After determining the AFB₁ concentration, 25 mL of sample solution containing 3.6 µg/L of AFB₁ was transferred into a 100 mL beaker. Then, 0.03 g of activated Fe₃O₄@PDA MNPs was added, and the suspension was oscillated to facilitate the adsorption of AFB₁ onto the surface of the adsorbent. Then, the mixture was placed on a super magnet and magnetically separated into a solution and solid Fe₃O₄@PDA MNPs. The concentration of AFB₁ in the separated solution was determined, then 2.0 mL of a mixture of Me₂CO/ACN/CH₂Cl₂ (1:1:2, v/v/v) was added and the mixture was subjected to ultrasonication for 10 min. After desorption, the eluent was separated by magnetic decantation and evaporated to dryness under nitrogen gas flow at room temperature. The dry residue was dissolved in 2.0 mL of 0.5 mM Triton X-100 in 15% (v/v) ACN/water and the solution was oscillated for 5 min. The final solution was evaporated to 300 µL under nitrogen and the concentration of AFB₁ was determined.

2.5 Method validation

Intraday precision was evaluated by spiking samples with three different AFB₁ concentrations (1.8, 3.6, or 7.2 µg/L). Five replicates of each concentration were analyzed on the same day to determine the accuracy of the method. For interday precision, samples spiked with the same amount of AFB₁ were analyzed on three consecutive days. The precisions were expressed as the percentage relative standard deviation (RSD). The enrichment factor (EF) of the method and recovery was calculated using the following equation:

R e c o v e r y (%) = (M e a s u r e d c o n c e n t r a t i o n / N o m i n a l c o n c e n t r a t i o n) \times 100 %

(1)

E F = S_{s} / S e l \times R %

(2)

where Ss = sample volume, Sel = elution volume, and R% = percent recovery.

3 Results and discussion

3.1 Characterization of MNPs

Electron microscopy

In the weakly alkaline solution Tris-HCl, dopamine self-polymerized and adsorbed onto the surface of the Fe₃O₄ MNPs. The magnetic nanoparticles (Fe₃O₄@PDA MNPs) coated with polydopamine were obtained. The shape and size of the Fe₃O₄ MNPs and Fe₃O₄@PDA MNPs were visualized and characterized by TEM and SEM images. As shown in Figure 1a and b, the synthesized magnetic Fe₃O₄ MNPs were homogeneous particles that were slightly aggregated and approximately 250 nm in size. Figure 1c is the TEM diagram of dopamine-coated Fe₃O₄@PDA MNPs. The individual particles were approximately 350 nm. The polymer coating formed by polydopamine adsorbed onto the surface of Fe₃O₄ MNPs was formed by hydroxyl-iron chemical interaction.

Figure 1
(a) SEM of Fe₃O₄ MNPs, (b) TEM of Fe₃O₄ MNPs, (c) TEM of Fe₃O₄@PDA MNPs.

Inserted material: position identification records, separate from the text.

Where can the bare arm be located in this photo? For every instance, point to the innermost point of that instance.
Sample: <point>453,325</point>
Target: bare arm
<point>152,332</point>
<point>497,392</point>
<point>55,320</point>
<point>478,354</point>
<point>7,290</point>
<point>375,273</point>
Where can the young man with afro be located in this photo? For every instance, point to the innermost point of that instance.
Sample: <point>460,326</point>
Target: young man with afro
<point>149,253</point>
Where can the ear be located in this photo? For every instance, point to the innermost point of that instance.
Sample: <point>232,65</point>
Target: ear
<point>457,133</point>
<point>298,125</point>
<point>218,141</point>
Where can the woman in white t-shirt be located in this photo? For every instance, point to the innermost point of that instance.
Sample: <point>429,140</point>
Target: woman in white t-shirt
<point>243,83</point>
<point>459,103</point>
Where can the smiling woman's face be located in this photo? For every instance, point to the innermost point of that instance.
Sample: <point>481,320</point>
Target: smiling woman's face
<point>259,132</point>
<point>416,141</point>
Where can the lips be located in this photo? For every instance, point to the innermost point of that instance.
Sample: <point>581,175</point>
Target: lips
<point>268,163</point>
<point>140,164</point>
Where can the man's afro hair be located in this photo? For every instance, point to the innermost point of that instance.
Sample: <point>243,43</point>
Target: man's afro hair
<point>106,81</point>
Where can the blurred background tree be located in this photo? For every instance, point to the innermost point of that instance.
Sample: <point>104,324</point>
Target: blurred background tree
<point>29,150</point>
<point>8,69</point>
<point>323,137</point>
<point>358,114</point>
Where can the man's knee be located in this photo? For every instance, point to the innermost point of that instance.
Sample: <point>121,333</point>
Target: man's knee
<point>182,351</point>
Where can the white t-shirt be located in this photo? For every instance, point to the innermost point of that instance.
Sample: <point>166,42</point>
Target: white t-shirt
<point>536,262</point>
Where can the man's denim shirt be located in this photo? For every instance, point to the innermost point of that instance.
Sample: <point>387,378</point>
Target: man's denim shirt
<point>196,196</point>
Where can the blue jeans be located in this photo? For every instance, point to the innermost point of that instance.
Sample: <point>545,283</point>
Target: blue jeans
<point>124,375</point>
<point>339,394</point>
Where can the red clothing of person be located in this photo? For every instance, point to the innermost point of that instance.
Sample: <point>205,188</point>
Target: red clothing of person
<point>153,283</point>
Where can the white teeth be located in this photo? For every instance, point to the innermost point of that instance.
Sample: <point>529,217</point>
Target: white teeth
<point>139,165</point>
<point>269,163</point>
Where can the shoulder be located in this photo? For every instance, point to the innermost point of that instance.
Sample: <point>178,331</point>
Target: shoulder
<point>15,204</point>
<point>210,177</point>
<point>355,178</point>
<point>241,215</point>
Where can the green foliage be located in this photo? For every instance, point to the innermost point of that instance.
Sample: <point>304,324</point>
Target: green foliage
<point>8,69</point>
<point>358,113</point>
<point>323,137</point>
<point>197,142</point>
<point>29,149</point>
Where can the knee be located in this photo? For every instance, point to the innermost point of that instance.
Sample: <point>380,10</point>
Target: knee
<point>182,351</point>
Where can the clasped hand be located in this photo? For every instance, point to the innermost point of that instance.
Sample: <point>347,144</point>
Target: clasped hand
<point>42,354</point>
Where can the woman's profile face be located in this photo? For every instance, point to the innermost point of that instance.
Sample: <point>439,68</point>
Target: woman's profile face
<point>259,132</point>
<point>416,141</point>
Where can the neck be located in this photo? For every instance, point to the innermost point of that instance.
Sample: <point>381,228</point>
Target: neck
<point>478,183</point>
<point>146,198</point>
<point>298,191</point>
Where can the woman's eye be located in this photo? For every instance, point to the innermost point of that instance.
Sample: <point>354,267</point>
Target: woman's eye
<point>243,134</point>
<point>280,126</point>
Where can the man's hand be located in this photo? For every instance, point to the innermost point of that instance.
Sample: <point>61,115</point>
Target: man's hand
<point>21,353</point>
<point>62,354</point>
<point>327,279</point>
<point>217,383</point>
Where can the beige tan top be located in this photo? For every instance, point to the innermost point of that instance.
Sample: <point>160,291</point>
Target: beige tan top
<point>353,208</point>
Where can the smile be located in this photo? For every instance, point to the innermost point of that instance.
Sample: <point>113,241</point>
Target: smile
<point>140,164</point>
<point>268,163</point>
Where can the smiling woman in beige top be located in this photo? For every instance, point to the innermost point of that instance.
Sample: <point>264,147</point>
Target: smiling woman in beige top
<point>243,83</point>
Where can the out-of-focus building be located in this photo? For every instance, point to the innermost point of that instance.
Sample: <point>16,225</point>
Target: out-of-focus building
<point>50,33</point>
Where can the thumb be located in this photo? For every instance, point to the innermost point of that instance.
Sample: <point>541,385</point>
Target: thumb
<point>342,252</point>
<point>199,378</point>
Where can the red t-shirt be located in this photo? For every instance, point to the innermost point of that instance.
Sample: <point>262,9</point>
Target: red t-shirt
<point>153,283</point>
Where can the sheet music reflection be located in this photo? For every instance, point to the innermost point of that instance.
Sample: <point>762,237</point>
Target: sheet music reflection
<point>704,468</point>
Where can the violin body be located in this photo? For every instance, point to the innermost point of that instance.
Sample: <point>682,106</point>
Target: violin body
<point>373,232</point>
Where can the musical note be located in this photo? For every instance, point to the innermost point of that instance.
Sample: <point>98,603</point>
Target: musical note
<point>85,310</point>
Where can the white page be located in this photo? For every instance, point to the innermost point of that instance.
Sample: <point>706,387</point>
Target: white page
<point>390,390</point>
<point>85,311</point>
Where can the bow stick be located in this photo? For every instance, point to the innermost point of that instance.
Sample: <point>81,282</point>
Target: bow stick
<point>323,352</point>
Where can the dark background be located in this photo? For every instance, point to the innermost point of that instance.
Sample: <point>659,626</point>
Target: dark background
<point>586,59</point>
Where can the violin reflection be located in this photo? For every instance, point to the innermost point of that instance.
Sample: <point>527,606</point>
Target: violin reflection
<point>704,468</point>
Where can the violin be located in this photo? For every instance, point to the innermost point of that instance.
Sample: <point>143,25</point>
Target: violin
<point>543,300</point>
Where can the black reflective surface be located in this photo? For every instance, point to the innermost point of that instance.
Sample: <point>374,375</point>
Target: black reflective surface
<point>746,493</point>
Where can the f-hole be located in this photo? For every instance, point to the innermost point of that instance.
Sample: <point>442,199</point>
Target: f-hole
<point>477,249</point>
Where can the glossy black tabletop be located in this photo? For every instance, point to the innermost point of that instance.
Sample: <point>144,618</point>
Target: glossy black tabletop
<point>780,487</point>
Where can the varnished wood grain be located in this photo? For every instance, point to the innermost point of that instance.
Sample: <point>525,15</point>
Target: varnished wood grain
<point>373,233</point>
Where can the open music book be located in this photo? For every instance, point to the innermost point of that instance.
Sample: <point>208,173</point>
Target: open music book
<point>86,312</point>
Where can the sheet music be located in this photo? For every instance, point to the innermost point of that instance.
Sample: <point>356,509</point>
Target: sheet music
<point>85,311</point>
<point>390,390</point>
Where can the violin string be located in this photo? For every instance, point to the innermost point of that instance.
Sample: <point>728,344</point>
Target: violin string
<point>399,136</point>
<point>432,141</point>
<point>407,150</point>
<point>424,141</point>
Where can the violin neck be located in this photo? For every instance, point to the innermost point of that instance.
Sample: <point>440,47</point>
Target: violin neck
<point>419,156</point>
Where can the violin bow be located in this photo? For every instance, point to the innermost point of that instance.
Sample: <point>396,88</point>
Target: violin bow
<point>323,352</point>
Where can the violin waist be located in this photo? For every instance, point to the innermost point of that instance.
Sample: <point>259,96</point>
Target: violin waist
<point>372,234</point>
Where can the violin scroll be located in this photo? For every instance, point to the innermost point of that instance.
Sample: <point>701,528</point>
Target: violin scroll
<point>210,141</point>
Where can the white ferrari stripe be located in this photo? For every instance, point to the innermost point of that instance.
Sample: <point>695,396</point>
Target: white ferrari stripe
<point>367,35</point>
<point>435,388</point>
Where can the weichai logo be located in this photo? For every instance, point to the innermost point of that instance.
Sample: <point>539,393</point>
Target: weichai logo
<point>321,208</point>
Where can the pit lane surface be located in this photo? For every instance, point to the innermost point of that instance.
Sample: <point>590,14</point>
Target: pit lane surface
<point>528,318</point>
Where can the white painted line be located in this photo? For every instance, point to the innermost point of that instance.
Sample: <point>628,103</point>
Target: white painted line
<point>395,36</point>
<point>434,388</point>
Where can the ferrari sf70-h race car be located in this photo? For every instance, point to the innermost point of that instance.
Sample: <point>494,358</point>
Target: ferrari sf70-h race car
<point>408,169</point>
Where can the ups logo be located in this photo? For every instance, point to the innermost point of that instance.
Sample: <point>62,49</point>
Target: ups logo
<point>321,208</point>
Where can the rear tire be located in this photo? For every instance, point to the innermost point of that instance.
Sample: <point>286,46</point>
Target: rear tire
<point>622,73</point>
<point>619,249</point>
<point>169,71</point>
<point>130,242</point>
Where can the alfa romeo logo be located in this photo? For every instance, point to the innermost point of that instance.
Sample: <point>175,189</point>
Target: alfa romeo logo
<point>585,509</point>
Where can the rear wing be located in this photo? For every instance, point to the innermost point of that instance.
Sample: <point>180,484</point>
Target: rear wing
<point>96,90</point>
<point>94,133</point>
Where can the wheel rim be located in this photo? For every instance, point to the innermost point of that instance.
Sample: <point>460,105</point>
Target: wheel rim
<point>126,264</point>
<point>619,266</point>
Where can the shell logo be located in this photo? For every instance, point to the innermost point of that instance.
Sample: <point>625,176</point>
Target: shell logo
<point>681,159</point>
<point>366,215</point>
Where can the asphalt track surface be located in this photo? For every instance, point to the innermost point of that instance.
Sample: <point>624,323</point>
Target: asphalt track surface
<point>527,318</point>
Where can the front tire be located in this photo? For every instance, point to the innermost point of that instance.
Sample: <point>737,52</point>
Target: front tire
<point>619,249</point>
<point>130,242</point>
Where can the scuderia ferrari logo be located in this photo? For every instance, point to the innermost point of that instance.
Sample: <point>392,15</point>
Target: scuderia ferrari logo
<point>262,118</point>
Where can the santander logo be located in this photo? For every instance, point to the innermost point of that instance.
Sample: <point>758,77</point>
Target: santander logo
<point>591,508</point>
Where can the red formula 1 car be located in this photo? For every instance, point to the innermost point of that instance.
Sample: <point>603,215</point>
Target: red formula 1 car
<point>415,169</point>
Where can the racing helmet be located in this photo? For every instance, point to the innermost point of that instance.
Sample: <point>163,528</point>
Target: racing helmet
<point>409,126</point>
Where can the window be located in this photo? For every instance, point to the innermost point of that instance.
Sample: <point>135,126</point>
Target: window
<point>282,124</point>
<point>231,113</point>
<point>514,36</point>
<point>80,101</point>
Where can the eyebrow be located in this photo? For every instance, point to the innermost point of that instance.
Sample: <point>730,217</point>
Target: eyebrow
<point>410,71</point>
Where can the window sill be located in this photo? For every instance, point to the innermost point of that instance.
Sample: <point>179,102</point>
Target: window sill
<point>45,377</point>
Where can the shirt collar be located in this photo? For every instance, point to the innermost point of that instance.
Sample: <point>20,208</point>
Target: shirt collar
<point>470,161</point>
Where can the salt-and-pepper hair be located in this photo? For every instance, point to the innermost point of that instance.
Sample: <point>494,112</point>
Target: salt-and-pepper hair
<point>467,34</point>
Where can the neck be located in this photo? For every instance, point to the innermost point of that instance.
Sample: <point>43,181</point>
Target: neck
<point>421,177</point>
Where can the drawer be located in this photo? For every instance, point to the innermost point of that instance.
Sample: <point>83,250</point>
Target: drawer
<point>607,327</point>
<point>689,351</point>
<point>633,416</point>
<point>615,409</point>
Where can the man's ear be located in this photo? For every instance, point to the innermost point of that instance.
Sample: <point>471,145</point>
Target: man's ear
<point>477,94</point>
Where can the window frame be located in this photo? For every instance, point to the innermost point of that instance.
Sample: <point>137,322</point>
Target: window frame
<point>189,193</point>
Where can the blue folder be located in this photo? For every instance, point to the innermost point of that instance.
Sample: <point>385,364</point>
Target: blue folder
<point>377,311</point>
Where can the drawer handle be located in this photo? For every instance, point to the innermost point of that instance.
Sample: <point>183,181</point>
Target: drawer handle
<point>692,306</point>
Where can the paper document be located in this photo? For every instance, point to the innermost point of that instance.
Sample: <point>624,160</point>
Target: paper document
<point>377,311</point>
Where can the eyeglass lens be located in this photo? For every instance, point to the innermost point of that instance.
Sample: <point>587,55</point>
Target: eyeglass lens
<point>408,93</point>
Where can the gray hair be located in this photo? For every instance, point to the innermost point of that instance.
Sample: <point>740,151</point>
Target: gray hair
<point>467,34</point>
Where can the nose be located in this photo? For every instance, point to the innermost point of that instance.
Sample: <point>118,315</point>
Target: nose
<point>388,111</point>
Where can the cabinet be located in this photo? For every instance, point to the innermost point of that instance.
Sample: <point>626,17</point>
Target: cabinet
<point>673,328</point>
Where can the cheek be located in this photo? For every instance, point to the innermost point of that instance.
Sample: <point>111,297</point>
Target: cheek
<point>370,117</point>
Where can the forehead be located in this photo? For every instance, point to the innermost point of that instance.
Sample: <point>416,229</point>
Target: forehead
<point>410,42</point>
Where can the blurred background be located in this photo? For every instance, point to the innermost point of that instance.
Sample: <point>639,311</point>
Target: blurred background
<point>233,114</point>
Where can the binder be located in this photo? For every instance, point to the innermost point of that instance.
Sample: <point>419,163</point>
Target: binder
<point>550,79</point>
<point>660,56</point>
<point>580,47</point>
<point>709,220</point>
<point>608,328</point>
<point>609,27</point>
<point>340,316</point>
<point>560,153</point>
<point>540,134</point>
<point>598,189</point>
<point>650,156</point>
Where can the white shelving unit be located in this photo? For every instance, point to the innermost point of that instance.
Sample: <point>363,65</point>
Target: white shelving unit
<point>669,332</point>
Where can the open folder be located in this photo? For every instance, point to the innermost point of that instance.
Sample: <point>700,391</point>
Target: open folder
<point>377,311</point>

X-ray diffraction of MNPs.

In order to verify the Fe₃O₄@PDA MNPs were properly prepared in this assay, the crystal structure and phase composition of the materials were analyzed by X-ray diffraction. As shown in Figure 2 (top), the characteristic peaks of all samples were consistent with the Fe₃O₄ standard card (JCPDS19-0629), and there were obvious diffraction peaks at 2θ = 18.3°, 30.1°, 35.5°, 37.1°, 43.1°, 53.7°, 57.6°, and 62.8°, which correspond respectively with (111), (220), (311), (222), (400), (422), (511), and (440) crystal faces, demonstrating that the obtained products all had a spinel structure. After being wrapped with polydopamine, as shown in Figure 2 (bottom), its spectrum remained essentially unchanged, which means that the addition of polydopamine had no effect on the structure. Using the Debye-Scherrer formula (Equation 3), the particle size (D) of the magnetic nanoparticles can be estimated.

D = K λ / (β \cos θ)

(3)

Where: D = particle diameter of the magnetic nanoparticle magnetic core, K = 0.89 (constant), λ = 0.154056 nm (incident wavelength), and β is the half-peak width at the strongest peak (311), which is the diffraction angle. In Figure 2, β = 0.00137 rad, 2θ = 35.5° at the strongest peak, and the calculated magnetic core particle size is 220.44 nm, which is similar to the average particle diameter of the magnetic core measured by TEM.

Figure 2
XRD of Fe₃O₄ MNPs (top) and Fe₃O₄@PDA MNPs (bottom).

The Fourier transform infrared spectra of the prepared Fe₃O₄ MNPs and Fe₃O₄@PDA MNPs are shown in Figure 3a. The absorption peak at 3430 cm^-1 is the stretching vibration peak of the OH functional group, and the corresponding bending vibration peak is at 1623 cm^-1. There is a strong absorption band near 575 cm^-1, which is the stretching vibration peak of the Fe-O-Fe bond and the characteristic absorption peak of Fe₃O₄ (Wei et al., 2010Wei, Q., Zhang, F., Li, J., Li, B. & Zhao, C. (2010). Oxidant-induced dopamine polymerization for multifunctional coatings. Polymer Chemistry, 1, 1430-1433.). The PDA spectrum shows a large relative in the area of 1500-1100 cm^-1. Absorbance, which is due to the formation of polymers, is primarily attributable to CO and CN functional groups (Si & Yang, 2011Si, J., & Yang, H. (2011). Preparation and characterization of bio-compatible Fe3O4@Polydopamine spheres with core/shell nanostructure. Materials Chemistry and Physics, 128(3), 519-524. http://dx.doi.org/10.1016/j.matchemphys.2011.03.039.
http://dx.doi.org/10.1016/j.matchemphys.... ). The peak at 1507 cm^-1 indicates the presence of the N-H bending vibration; at 1435 cm^-1 is the C-C tensile vibration, and the weaker peak at 1281 cm^-1 indicates the presence of C-O tensile vibration. It has been reported that after the surface polymerization of dopamine, some absorption bands in the infrared spectrum are slightly changed (Zeng et al., 2013Zeng, T., Zhang, X., Niu, H., Ma, Y., Li, W. & Cai, Y. (2013). In situ growth of gold nanoparticles onto polydopamine-encapsulated magnetic microspheres for catalytic reduction of nitrobenzene. Applied Catalysis B: Environmental, 134-135:26-33.).

Figure 3
(A) FT-IR of Fe₃O₄ MNPs and Fe₃O₄@PDA MNPs; (B) XPS of Fe₃O₄ MNPs and Fe₃O₄@PDA MNPs.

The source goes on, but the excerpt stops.